13 thoughts on “Borscht, red not purple; the update”

  1. Oh dear Katie, looks like the cook top won’t arrive yet..it must be frustrating!
    Looking forward to the photos for the completion of your fireplace and floor 😉
    Great soup by the way!
    Hazel

  2. You are so right about everything becoming red when you peel the beets. It doesn’t seem to matter how much I try not to I always end up with red on me and my clothes.
    Your recipe for Borscht sounds very tasty and I like the color.
    Good luck with the ongoing renovations.

  3. Hi. Your soup came out the wrong colour because you’re supposed to cook the beetroot in the soup from raw, ie. fine matchsticks or similar. Im not sure why you think they have to be cooked first but anyway, its not necessary, in fact totally the opposite- proper borscht would be always cooked from raw ingredients…
    onions, beetroots, carrots, cabbage, potato, tomato, vinegar, lots of fresh dill with yogurt or cream at the end. Hope that helps

  4. The colour of that soup is stunningly beautiful! And not far off from what I would have expected. I often make a beet/zucchini/blackbean slop to serve with pasta and it usually turns out about the same colour – maybe with just a little more of a magenta tinge.
    Nice idea to serve it as a first course for Valentine’s Day. I only wish I knew how to make the yoghurt into a heart-shaped pattern. There must be a way to do that with a knife after the yoghurt has been spooned onto the top of the soup….

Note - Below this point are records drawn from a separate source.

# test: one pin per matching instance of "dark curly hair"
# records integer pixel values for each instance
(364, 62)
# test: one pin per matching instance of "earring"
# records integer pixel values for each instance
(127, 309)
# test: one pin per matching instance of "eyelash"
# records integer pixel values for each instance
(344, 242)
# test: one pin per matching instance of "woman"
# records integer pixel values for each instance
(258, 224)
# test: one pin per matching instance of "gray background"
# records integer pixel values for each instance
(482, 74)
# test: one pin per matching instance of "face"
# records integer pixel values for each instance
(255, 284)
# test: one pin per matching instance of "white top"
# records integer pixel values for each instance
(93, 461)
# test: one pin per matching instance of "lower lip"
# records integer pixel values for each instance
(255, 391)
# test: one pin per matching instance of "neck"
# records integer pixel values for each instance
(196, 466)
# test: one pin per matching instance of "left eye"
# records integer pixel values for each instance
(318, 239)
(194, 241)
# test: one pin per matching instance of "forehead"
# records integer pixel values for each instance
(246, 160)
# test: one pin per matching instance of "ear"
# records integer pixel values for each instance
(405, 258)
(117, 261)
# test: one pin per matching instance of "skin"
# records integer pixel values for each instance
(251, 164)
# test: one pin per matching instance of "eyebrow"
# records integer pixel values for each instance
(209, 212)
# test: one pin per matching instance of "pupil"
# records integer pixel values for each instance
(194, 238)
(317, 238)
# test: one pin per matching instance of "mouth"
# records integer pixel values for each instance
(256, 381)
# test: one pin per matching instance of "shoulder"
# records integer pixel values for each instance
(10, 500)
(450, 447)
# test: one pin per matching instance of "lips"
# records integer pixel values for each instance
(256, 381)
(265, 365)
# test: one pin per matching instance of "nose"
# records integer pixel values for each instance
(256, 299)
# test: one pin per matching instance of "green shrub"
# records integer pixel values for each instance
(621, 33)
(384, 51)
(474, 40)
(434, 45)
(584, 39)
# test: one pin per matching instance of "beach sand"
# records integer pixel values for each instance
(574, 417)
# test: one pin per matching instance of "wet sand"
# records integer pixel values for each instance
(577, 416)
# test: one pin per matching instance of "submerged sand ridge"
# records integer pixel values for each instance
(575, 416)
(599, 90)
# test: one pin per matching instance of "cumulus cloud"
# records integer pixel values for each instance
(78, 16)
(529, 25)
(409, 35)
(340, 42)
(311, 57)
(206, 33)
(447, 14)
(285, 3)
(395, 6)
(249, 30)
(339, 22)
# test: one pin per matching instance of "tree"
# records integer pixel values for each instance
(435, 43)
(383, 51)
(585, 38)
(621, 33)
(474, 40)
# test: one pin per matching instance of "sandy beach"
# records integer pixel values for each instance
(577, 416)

  5. MC, beetroot, it’s the same thing.
    Val, they puree all the soups here. I had a friend puree Scotch Broth once (with chunks of lamb and veg)
    Zoomie, it was pretty… I love the house progress!
    Meredith, no dogs allowed…
    Joey, vibrant – good word, thanks!
    Christine, I guess it comes down to expectations, doesn’t it? I’ll change mine.
    Hazel, the room is coming along… a few boards a day.
    Wanda, but it’s such a pretty red!
    Loki, I have no choice regarding the beetroot… I can only get it cooked. It’s in big bins in the produce section of all the supermarkets – cooked and peeled, with a big fork to use to put it in the plastic bags. My mother always cooked it first, so I guess that, combined with the way a buy, it formed my opinion. But that explains the color.
    Elizabeth, beet/zucchini/black bean slop…. sounds great – do you have proportions or is it just whatever? The heart would just take patience – and the willingness to spoon out and eat the failures.

  6. When I make that kind of slop, I usually use one large uncooked beet (peeled and sliced thinly), an onion (sliced thinly), a small zucchini (sliced in half moons), a good shot of black beans (drained), a chopped tomato (if I have one) and some sort of dried fruit (3 or 4 apricots or prunes, chopped). I start the whole mess by heating olive oil in a pan and throwing in a handful of brown mustard seeds, some fennel seeds and a scattering of chilli flakes (that, of course, you would omit). As soon as the seeds start popping, I add the onion. Once the onion is soft and starting to turn gold, I might add some garlic as well – depending on whether I feel like adding garlic. Then the beet slices. I toss them to cover with oil then cover the pan and let them cook for about 5 minutes. Then the zucchini. If things seem to be too dry (they usually are) I throw in a little cider vinegar. And the tomato, if using. And the dried fruit. Cover it again and simmer until the pasta (or rice, or couscous) and the beets are done. I taste it and add salt and pepper. If it seems to sharp, I add a bit of cream or yoghurt.
    If I don’t have any beans ready, I’ve used toasted pecans.
    I can’t remember it ever turning out badly. It’s never quite the same, of course.
    (I hope that made some sort of sense!)

  7. I, absolutely, adore fresh beets which is the way I purchase them. I bake them in the oven as you described. I know of Borscht Soup, but for some reason, I have never taken the time to prepare it nor even had the opportunity to eat it. Being that I do love soups of all kinds and always looking for more creative ways to cook them, I will try your recipe. It is very interesting that tomato paste is one of the ingredients. Nevertheless, it sounds delicious.